Brexit: There continues to be a dearth of anything approaching what might be called a substantive development. But there are signs of what the tone of “final” negotiation into the revised October 31st Brexit deadline will be.

First off, the Conservative Party’s leadership looks set to deliver Boris Johnson as the new prime minister. His lead over his one remaining rival, Jeremy Hunt, looks unassailable. The new leader will be announced on July 23rd. Boris is a staunch Brexiteer, favoring leaving the EU without a deal on divorcing terms or an outline of a future trading relationship, which would rule out any economic transition phase.

In the event, this would see the UK adopt a WTO tariff schedule and trading terms overnight, which would be an unprecedented move by a developed nation and would cause a substantial deterioration in the UK’s terms of trade position. The idea is that the UK would then be free to negotiate trade deals, though this process would take years.

Johnson has said that he doesn’t, in fact, want to leave without a deal, but is nonetheless serious about doing so if necessary, which is red meat to the Brexiteer political base. Recent polls have suggested that a new general election, with Boris as the Tory leader, would return the Conservatives with up to a 40 seat majority in Parliament.

A new general election looks like a strong possibility, as soon as September. The Tories are presently a weak governing entity, leading a minority government in a Parliament intent on halting a no-deal Brexit scenario (weakening the government’s negotiating position with Brussels, in the eyes of Brexiteers).

Given the polling, the new Prime Minister would surely be very tempted to resolve this by calling a new general election. This backdrop should keep the Pound under pressure.
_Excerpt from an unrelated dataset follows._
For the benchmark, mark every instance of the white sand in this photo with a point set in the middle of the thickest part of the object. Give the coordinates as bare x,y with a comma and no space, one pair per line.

Cable printed a fresh 6-month low at 1.2455, which matches the 15-month low, while EURGBP printed a 6-month peak seen at 0.8996. A 1.6% y/y contraction in the BRC retail sales figure for June today, which thwarted the consensus forecast for a 0.8% rise, is the latest in a series of underwhelming data out of the UK, providing fresh fuel for the pronounced declining motion the UK currency has been seeing since early May. EURGBP has now made this the eighth week out of the last nine where a new higher high has been set.